One big *cat was good enough for me.
Even though we were in our human bodies and had lost our trickster powers, animals still knew us by the lingering telepathic-empathic defense. They knew what people, and sometimes gods, didn’t know. To a wolf, a trickster would be an alpha. To a lone ranging mountain lion, we’d be its mommy, no matter how old it was. They knew us, and they obeyed us . . . most of the time. This time had turned out to be one of those times. Leo found a full-grown cougar who would’ve nursed on Leo’s leg if Leo had let it.
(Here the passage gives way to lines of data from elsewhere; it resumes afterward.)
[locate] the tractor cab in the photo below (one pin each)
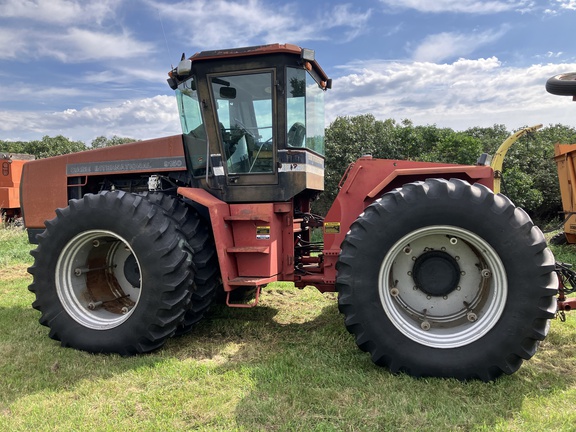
(253, 121)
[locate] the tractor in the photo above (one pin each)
(436, 274)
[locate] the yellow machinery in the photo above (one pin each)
(498, 158)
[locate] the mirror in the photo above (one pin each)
(228, 93)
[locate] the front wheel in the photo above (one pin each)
(442, 278)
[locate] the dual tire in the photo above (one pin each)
(443, 278)
(120, 273)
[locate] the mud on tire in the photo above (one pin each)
(441, 278)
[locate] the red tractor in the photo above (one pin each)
(10, 184)
(436, 274)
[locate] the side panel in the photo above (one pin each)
(254, 242)
(45, 182)
(367, 180)
(10, 174)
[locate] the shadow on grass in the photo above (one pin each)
(304, 369)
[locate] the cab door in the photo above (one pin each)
(245, 109)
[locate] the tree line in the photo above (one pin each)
(530, 174)
(529, 171)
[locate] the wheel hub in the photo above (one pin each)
(436, 273)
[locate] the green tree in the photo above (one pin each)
(52, 146)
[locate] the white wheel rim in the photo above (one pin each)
(454, 318)
(91, 282)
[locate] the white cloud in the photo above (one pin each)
(11, 44)
(464, 6)
(567, 4)
(223, 23)
(459, 95)
(447, 45)
(80, 45)
(59, 11)
(140, 119)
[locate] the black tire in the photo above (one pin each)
(415, 256)
(559, 239)
(204, 258)
(562, 85)
(137, 289)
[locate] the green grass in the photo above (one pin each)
(288, 364)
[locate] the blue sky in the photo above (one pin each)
(84, 69)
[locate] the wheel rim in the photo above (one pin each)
(443, 286)
(97, 279)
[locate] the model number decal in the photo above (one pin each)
(332, 227)
(151, 164)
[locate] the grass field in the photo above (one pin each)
(288, 364)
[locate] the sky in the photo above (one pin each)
(84, 69)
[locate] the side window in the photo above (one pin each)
(193, 129)
(305, 115)
(244, 109)
(296, 105)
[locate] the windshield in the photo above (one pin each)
(305, 115)
(244, 108)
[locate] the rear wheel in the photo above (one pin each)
(204, 259)
(441, 278)
(111, 274)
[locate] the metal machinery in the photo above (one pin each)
(436, 274)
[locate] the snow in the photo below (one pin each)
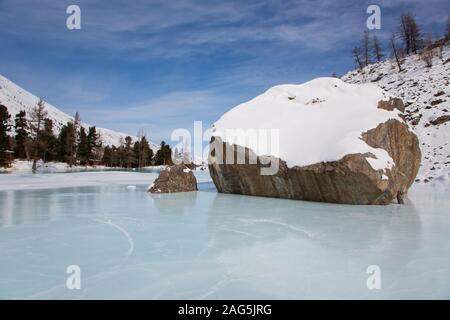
(320, 120)
(419, 86)
(17, 99)
(205, 245)
(93, 177)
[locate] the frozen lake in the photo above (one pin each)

But it was happy to ride in the well-ventilated U-Haul too, and then wait in the lovingly watered large silver-green sage bush of one house while Leo turned into Lenny, who could croak one very convincing imitation of a pet cat’s meow. And as the meows became more smug—because no one did smug as convincingly as Leo, someone decided to put another notch on the handle of his bloodstained knife.
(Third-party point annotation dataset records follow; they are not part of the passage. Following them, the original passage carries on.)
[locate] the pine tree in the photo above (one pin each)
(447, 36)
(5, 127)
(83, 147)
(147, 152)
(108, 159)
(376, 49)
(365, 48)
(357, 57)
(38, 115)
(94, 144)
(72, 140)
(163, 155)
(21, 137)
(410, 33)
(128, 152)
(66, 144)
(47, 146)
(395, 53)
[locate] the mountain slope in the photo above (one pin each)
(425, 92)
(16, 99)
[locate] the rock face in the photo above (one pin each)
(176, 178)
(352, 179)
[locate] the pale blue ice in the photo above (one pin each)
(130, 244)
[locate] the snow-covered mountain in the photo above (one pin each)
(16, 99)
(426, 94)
Here’s another common fact—cats? The thing I love most about them . . . next to their curiosity? There is no such thing as a tame cat. You see the survival-challenged tourists in Africa at the rehabilitation preserves where young abandoned lions are being educated to be reintroduced into the wild. You see them sitting next to that “tame” lion to have their picture taken, all smiles, and the next thing they know they’re wondering how their neck managed to get in that good-natured lion’s mouth. How had that five-dollar souvenir photo gone so wrong?
As any granny knows, five-pound Marshmallow with the poofy white fur, the slightly crossed eyes, the adorable purr, and who loves you dearly would eat you within ten minutes if he suddenly grew to the size of a Great Dane. It doesn’t mean Marshmallow doesn’t wuv you; it just means Marshmallow loves eating creatures smaller than he is more than he wuvs you. That’s what being a cat is all about.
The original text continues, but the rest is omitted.